Amended by Stats. 1991, Ch. 89, Sec. 102. Effective June 30, 1991.

If they so elect, cities that were operating independent public mental health programs on January 1, 1990, shall continue to receive direct payments.

Amended by Stats. 1991, Ch. 89, Sec. 104. Effective June 30, 1991.

Nothing in this part shall prevent any city or combination of cities from owning, financing, and operating a mental health program.

Added by Stats. 2000, Ch. 93, Sec. 53. Effective July 7, 2000.

Mental health plans shall be responsible for providing information to potential clients, family members, and caregivers regarding specialty Medi-Cal mental health services offered by the mental health plans upon request of the individual. This information shall be written in a manner that is easy to understand and is descriptive of the complete services offered.

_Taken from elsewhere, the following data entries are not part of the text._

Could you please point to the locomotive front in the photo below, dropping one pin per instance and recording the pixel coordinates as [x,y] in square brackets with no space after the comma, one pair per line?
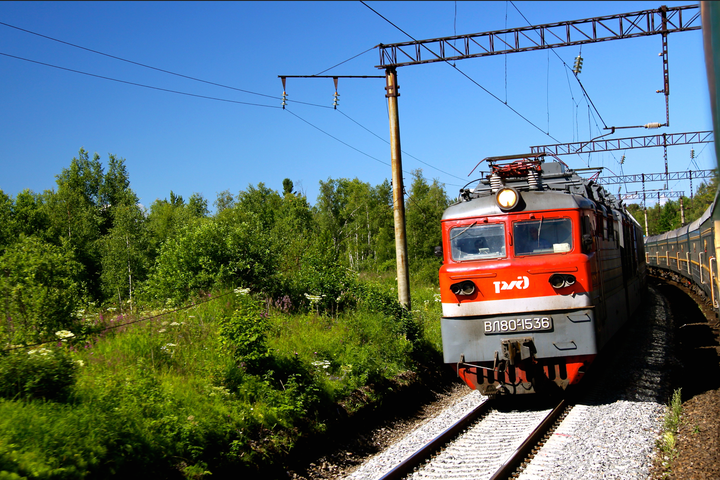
[518,278]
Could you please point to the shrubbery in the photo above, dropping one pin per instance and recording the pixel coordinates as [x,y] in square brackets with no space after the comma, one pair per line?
[39,373]
[38,289]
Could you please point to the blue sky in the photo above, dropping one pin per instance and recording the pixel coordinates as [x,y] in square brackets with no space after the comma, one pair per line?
[448,124]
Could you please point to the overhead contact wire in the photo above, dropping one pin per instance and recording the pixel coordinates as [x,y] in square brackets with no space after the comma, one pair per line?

Amended by Stats. 1997, Ch. 512, Sec. 2. Effective January 1, 1998.

(a)A licensed inpatient mental health facility, as described in subdivision (c) of Section 1262 of the Health and Safety Code, operated by a county or pursuant to a county contract, shall, prior to the discharge of any patient who was placed in the facility, prepare a written aftercare plan. The aftercare plan, to the extent known, shall specify the following:
(1)The nature of the illness and followup required.
(2)Medications, including side effects and dosage schedules. If the patient was given an informed consent form with his or her medications, the form shall satisfy the requirement for information on side effects of the medications.
(3)Expected course of recovery.
(4)Recommendations regarding treatment that are relevant to the patient’s care.
(5)Referrals to providers of medical and mental health services.
(6)Other relevant information.
(b)Any person undergoing treatment at a facility under the Lanterman-Petris-Short Act or a county Bronzan-McCorquodale facility and the person’s conservator, guardian, or other legally authorized representative shall be given a written aftercare plan prior to being discharged from the facility. The person shall be advised by facility personnel that he or she may designate another person to receive a copy of the aftercare plan.
(c)A copy of the aftercare plan shall be given to any person designated under subdivision (b). A patient who is released from any local treatment facility described in subdivision (c) of Section 1262 of the Health and Safety Code on a voluntary basis may refuse any or all services under the written aftercare plan.

Added by Stats. 1991, Ch. 89, Sec. 107. Effective June 30, 1991.

Commencing October 1, 1991, and to the extent resources are available, no county shall deny any person receiving services administered by the county mental health program access to any medication which has been prescribed by the treating physician and approved by the federal Food and Drug Administration and the Medi-Cal program for use in the treatment of psychiatric illness.

Added by Stats. 2023, Ch. 883, Sec. 1. (SB 717) Effective January 1, 2024.

(a)Individuals who have been found incompetent to stand trial and whose charges have been dismissed by the court pursuant to paragraph (2) of subdivision (b) of Section 1370.01 of the Penal Code and who are not receiving court directed services pursuant to subdivision (b) of Section 1370.01 of the Penal Code, represent a vulnerable population who would benefit from on-going mental health services. It is the intent of the Legislature that this population shall be a top priority for connection with behavioral health services upon release.
(b)An individual who has a misdemeanor charge or charges that are dismissed by the court, who is found incompetent to stand trial,

and who is not receiving court directed services pursuant to subdivision (b) of Section 1370.01 of the Penal Code, shall be notified by the court of their need for mental health services, as evidenced by having been found incompetent to stand trial. The court shall additionally provide the individual with information that, at a minimum, consists of the name, address, and telephone number of the county behavioral health department, the name and contact information of the behavioral health professional that was providing services to them while incarcerated, if any, contact information for the Medi-Cal program, and a list of available community-based organizations where the individual could obtain mental health services.